Clearing other hurdles
With technological advances and high-profile society trends, new obstacles pop up regularly that make it even more difficult to create an equitable real estate market, according to Black industry professionals.
Spivey said that sellers are now using ring cameras, “nanny cams” and Google voice and Alexa systems to learn the identities of potential buyers who visit during open houses or when a real estate agent is showing the home.
“I first started hearing about it four or five years ago,” Spivey said. “They are using cameras to see who comes in and out of the home.”
And something as simple as a Black real estate agent hosting an open house or showing a home can now raise safety concerns for that agent.

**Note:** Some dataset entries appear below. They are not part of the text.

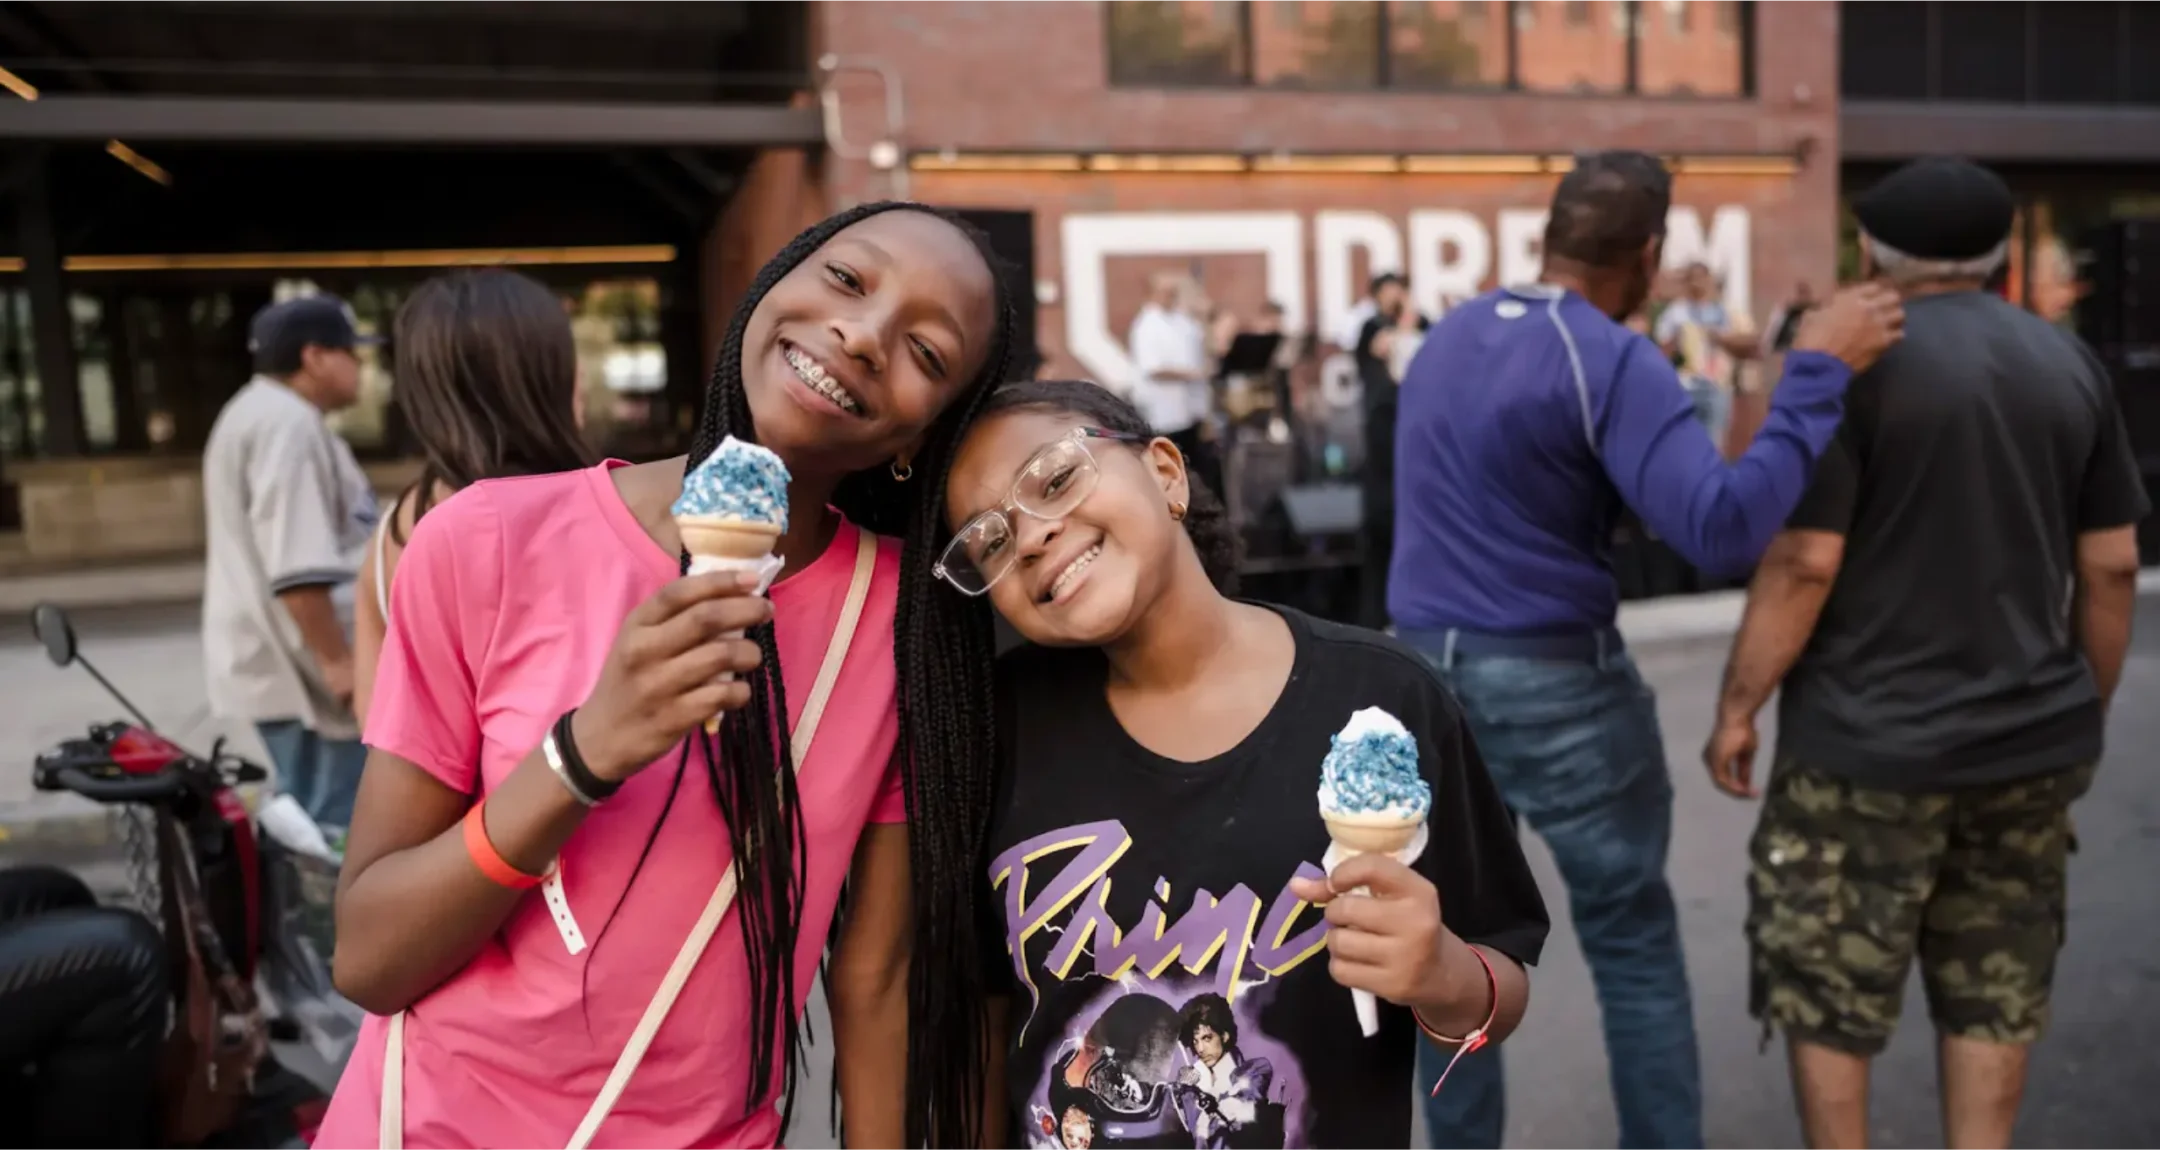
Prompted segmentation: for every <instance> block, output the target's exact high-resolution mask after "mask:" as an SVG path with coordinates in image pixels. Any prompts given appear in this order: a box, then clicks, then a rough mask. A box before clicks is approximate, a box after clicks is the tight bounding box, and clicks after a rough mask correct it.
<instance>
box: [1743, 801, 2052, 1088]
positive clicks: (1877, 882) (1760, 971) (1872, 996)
mask: <svg viewBox="0 0 2160 1150" xmlns="http://www.w3.org/2000/svg"><path fill="white" fill-rule="evenodd" d="M2091 783H2093V767H2091V765H2087V767H2076V770H2069V772H2061V774H2050V776H2039V778H2026V780H2017V783H2007V785H1998V787H1974V789H1968V791H1938V793H1905V791H1877V789H1868V787H1855V785H1851V783H1847V780H1842V778H1836V776H1830V774H1823V772H1819V770H1810V767H1806V765H1801V763H1795V761H1791V759H1780V761H1778V767H1776V772H1773V774H1771V783H1769V793H1767V795H1765V798H1763V821H1760V824H1758V826H1756V832H1754V839H1752V841H1750V845H1747V854H1750V869H1747V951H1750V966H1752V977H1750V994H1747V997H1750V1012H1752V1014H1754V1016H1756V1018H1760V1020H1763V1025H1765V1033H1767V1031H1769V1027H1778V1029H1782V1031H1786V1035H1788V1038H1797V1040H1806V1042H1817V1044H1821V1046H1832V1048H1838V1051H1847V1053H1853V1055H1875V1053H1879V1051H1881V1048H1884V1044H1886V1042H1890V1031H1892V1027H1894V1025H1896V1016H1899V1005H1901V999H1903V992H1905V973H1907V968H1909V966H1912V960H1914V955H1916V953H1918V958H1920V977H1922V984H1925V986H1927V1003H1929V1014H1931V1016H1933V1020H1935V1029H1938V1031H1942V1033H1948V1035H1961V1038H1979V1040H1987V1042H2033V1040H2037V1038H2039V1033H2041V1029H2043V1027H2046V1022H2048V988H2050V984H2052V981H2054V955H2056V951H2058V949H2061V947H2063V899H2065V871H2067V858H2069V852H2074V850H2076V837H2074V832H2071V824H2069V804H2071V800H2076V798H2078V795H2082V793H2084V791H2087V787H2091Z"/></svg>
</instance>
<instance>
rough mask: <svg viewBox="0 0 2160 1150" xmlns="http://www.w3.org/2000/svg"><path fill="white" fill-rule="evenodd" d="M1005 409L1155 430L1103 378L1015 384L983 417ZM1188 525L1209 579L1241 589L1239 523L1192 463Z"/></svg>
mask: <svg viewBox="0 0 2160 1150" xmlns="http://www.w3.org/2000/svg"><path fill="white" fill-rule="evenodd" d="M1002 411H1041V413H1056V415H1078V417H1080V419H1086V422H1091V424H1095V426H1097V428H1102V430H1115V432H1123V434H1140V437H1151V434H1156V432H1153V428H1149V424H1147V419H1145V417H1143V415H1140V409H1136V406H1132V402H1130V400H1125V398H1121V396H1115V393H1112V391H1108V389H1106V387H1102V385H1099V383H1089V380H1067V378H1048V380H1020V383H1011V385H1007V387H1000V389H998V393H996V396H991V398H989V404H985V406H983V417H989V415H996V413H1002ZM1184 527H1186V536H1188V538H1190V540H1192V549H1194V551H1197V553H1199V558H1201V569H1203V571H1207V581H1210V584H1214V586H1216V590H1220V592H1223V594H1238V560H1240V551H1242V547H1240V540H1238V527H1233V525H1231V521H1229V510H1227V508H1225V506H1223V499H1218V497H1216V493H1214V491H1207V484H1203V482H1201V478H1199V476H1194V473H1192V471H1190V467H1188V469H1186V521H1184Z"/></svg>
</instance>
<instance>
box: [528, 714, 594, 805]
mask: <svg viewBox="0 0 2160 1150" xmlns="http://www.w3.org/2000/svg"><path fill="white" fill-rule="evenodd" d="M540 754H542V757H546V770H551V772H555V778H557V780H559V783H562V789H566V791H570V798H575V800H577V802H579V804H581V806H598V804H600V800H596V798H592V795H588V793H585V791H583V789H579V785H577V780H575V778H570V772H568V767H564V765H562V748H557V746H555V733H553V731H549V733H546V737H542V739H540Z"/></svg>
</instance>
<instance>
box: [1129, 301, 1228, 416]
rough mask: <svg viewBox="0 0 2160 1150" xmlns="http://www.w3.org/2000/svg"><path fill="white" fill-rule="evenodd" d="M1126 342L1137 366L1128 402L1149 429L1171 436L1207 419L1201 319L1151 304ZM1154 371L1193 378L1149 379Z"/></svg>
mask: <svg viewBox="0 0 2160 1150" xmlns="http://www.w3.org/2000/svg"><path fill="white" fill-rule="evenodd" d="M1125 344H1128V346H1130V348H1132V365H1134V367H1136V372H1134V376H1136V378H1134V380H1132V404H1134V406H1138V409H1140V415H1145V417H1147V424H1149V426H1151V428H1156V430H1158V432H1162V434H1171V432H1182V430H1186V428H1190V426H1194V424H1199V422H1201V419H1205V417H1207V411H1210V409H1212V406H1214V393H1212V389H1210V387H1207V370H1210V363H1207V329H1205V326H1201V322H1199V320H1194V318H1192V316H1186V313H1184V311H1173V309H1169V307H1160V305H1153V303H1149V305H1147V307H1143V309H1140V313H1138V316H1134V318H1132V331H1130V333H1128V339H1125ZM1156 372H1190V374H1194V376H1197V378H1192V380H1171V378H1153V376H1156Z"/></svg>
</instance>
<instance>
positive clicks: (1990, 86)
mask: <svg viewBox="0 0 2160 1150" xmlns="http://www.w3.org/2000/svg"><path fill="white" fill-rule="evenodd" d="M2048 2H2050V4H2052V2H2058V0H2048ZM2104 67H2112V61H2104ZM1935 97H1940V99H1998V102H2024V99H2026V0H1959V2H1957V15H1955V17H1953V19H1944V22H1942V91H1938V93H1935Z"/></svg>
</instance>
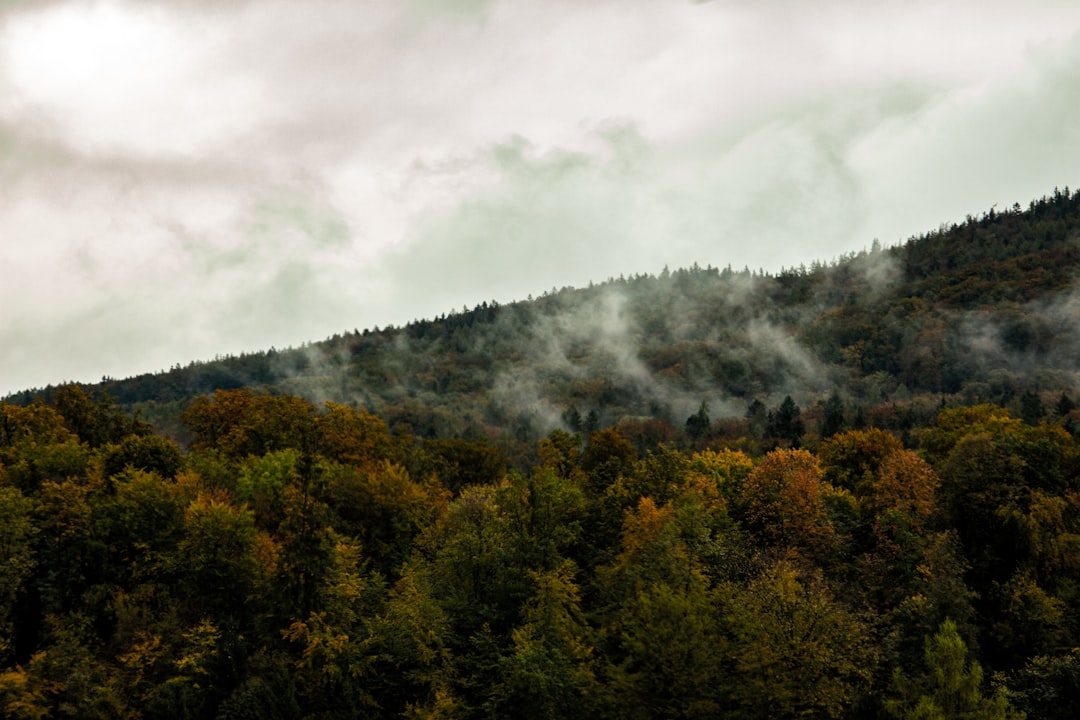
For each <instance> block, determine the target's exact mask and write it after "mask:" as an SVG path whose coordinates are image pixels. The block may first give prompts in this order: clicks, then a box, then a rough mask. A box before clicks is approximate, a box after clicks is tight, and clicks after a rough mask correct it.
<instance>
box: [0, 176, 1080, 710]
mask: <svg viewBox="0 0 1080 720" xmlns="http://www.w3.org/2000/svg"><path fill="white" fill-rule="evenodd" d="M1078 214H1080V199H1078V198H1077V196H1070V195H1069V193H1068V192H1064V193H1055V195H1054V196H1053V198H1050V199H1044V200H1042V201H1040V202H1037V203H1034V204H1032V205H1031V206H1030V207H1029V208H1028V209H1027V210H1020V209H1018V208H1014V209H1013V210H1011V212H1010V213H1007V214H1000V215H999V214H997V213H988V214H986V215H985V216H983V217H982V218H978V219H975V218H972V219H970V220H969V221H968V222H966V223H964V225H963V226H957V227H950V228H942V229H941V230H939V231H936V232H934V233H930V234H928V235H926V236H922V237H918V239H913V240H912V241H910V242H909V243H907V244H906V245H905V246H902V247H896V248H889V249H881V248H874V249H872V250H870V252H867V253H862V254H858V255H855V256H852V257H847V258H841V259H840V260H839V261H837V262H835V263H833V264H829V266H815V267H812V268H810V269H798V270H796V271H791V272H785V273H781V274H780V275H779V276H768V275H762V274H755V273H751V272H733V271H730V270H715V269H708V268H706V269H700V268H694V269H690V270H680V271H676V272H672V273H669V272H664V273H661V274H660V275H659V276H656V277H652V276H645V277H634V279H620V280H618V281H611V282H608V283H605V284H603V285H599V286H594V287H591V288H586V289H580V290H570V289H565V290H562V291H553V293H551V294H549V295H545V296H544V297H541V298H538V299H536V300H531V301H527V302H521V303H514V304H508V305H498V304H494V303H491V304H488V305H486V307H484V305H482V307H481V308H477V309H474V310H472V311H465V312H462V313H456V314H453V315H449V316H447V317H441V318H437V320H434V321H429V322H418V323H414V324H411V325H409V326H407V327H404V328H387V329H383V330H380V331H367V332H363V334H360V332H357V334H350V335H347V336H343V337H338V338H332V339H329V340H327V341H325V342H322V343H318V344H313V345H310V347H307V348H302V349H299V350H291V351H281V352H270V353H262V354H258V355H252V356H244V357H235V358H225V359H222V361H217V362H215V363H206V364H193V365H191V366H190V367H187V368H176V369H173V370H171V371H168V372H162V373H159V375H153V376H145V377H141V378H134V379H131V380H125V381H116V382H112V381H109V382H106V383H105V388H97V389H94V390H95V391H98V392H96V394H95V393H94V392H89V391H87V390H86V389H83V388H81V386H79V385H64V386H59V388H52V389H46V390H45V391H41V393H40V394H41V395H43V396H44V397H32V395H33V393H26V394H24V395H23V396H21V397H18V398H15V399H19V400H22V402H23V404H14V403H9V402H0V549H2V553H0V716H2V717H11V718H43V717H77V718H126V719H134V720H152V719H158V718H161V719H166V718H167V719H174V718H189V719H200V720H203V719H205V720H231V719H237V720H242V719H244V718H253V717H254V718H279V719H282V720H286V719H287V720H301V719H302V720H322V719H326V718H372V719H382V718H387V719H390V718H457V719H460V720H484V719H487V718H524V719H534V718H535V719H537V720H539V719H550V718H580V719H582V720H611V719H617V718H618V719H620V720H622V719H624V718H630V719H632V720H648V719H651V718H687V719H699V718H700V719H702V720H705V719H708V718H715V717H725V718H734V719H737V720H759V719H761V718H781V719H794V718H808V717H810V718H851V719H855V718H859V719H863V718H873V719H880V720H886V719H893V720H900V719H905V718H914V717H941V718H946V717H948V718H953V717H957V718H980V719H983V718H985V719H994V720H1005V719H1018V718H1023V717H1025V716H1026V717H1028V718H1040V719H1047V720H1066V719H1069V720H1071V718H1074V717H1075V715H1076V707H1078V706H1080V690H1078V689H1080V681H1078V680H1080V651H1078V650H1077V649H1078V648H1080V410H1078V409H1077V407H1076V403H1075V398H1076V396H1077V395H1076V391H1077V384H1076V381H1077V372H1078V367H1077V362H1076V357H1077V355H1076V354H1075V349H1076V342H1077V337H1076V332H1077V330H1076V329H1075V328H1074V325H1075V323H1074V322H1071V321H1072V318H1075V317H1076V312H1075V309H1076V291H1077V290H1076V269H1077V262H1076V260H1077V258H1076V253H1077V228H1078V227H1080V226H1078V217H1077V216H1078ZM961 240H962V241H963V242H960V241H961ZM246 385H249V386H246ZM228 388H231V389H228ZM102 390H108V392H109V393H111V394H113V395H114V396H116V397H118V398H120V399H121V400H122V403H123V404H122V405H117V404H116V403H114V402H113V400H112V399H110V398H109V397H108V396H106V395H105V394H104V393H102V392H99V391H102ZM211 390H213V392H210V391H211ZM334 397H338V398H342V399H346V400H348V402H347V403H336V402H333V399H330V398H334ZM362 406H368V407H370V408H372V409H373V410H377V411H378V412H379V413H381V416H382V417H379V415H375V413H374V412H369V411H368V410H367V409H365V407H362ZM132 407H135V408H138V409H143V410H146V411H147V412H146V415H147V417H149V416H150V415H151V413H152V412H157V413H158V415H157V419H158V420H159V422H160V423H161V426H159V427H157V429H156V427H154V426H153V425H152V424H151V423H148V422H146V421H145V420H143V419H138V418H135V417H132V415H130V412H129V411H127V410H129V409H130V408H132ZM383 418H386V420H384V419H383ZM151 419H153V418H151ZM388 421H389V423H390V424H388ZM556 425H557V426H558V427H555V429H554V430H552V426H556ZM563 427H568V429H570V430H571V431H577V430H579V429H580V430H581V432H567V431H566V430H564V429H563ZM541 434H542V436H541ZM177 437H178V438H180V439H183V443H177V441H175V438H177Z"/></svg>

Menkiti said that considering recent stand-your-ground shootings, many of her Black male real estate agents are now pairing up when going door to door to inform neighbors of open houses.
“I’ve seen a lot of the agents reconsider knocking on doors,” she said. “It’s just the reality. We’re seeing it play out.”
Spivey said he knows several Black real estate agents who have stopped putting their pictures on for-sale signs to better conceal their identities.
“Sometimes that is a deterrent for a buyer to buy a home,” he lamented. “There are more white homeowners than there are Black. Sometimes that can hurt us. They are controlling the market.”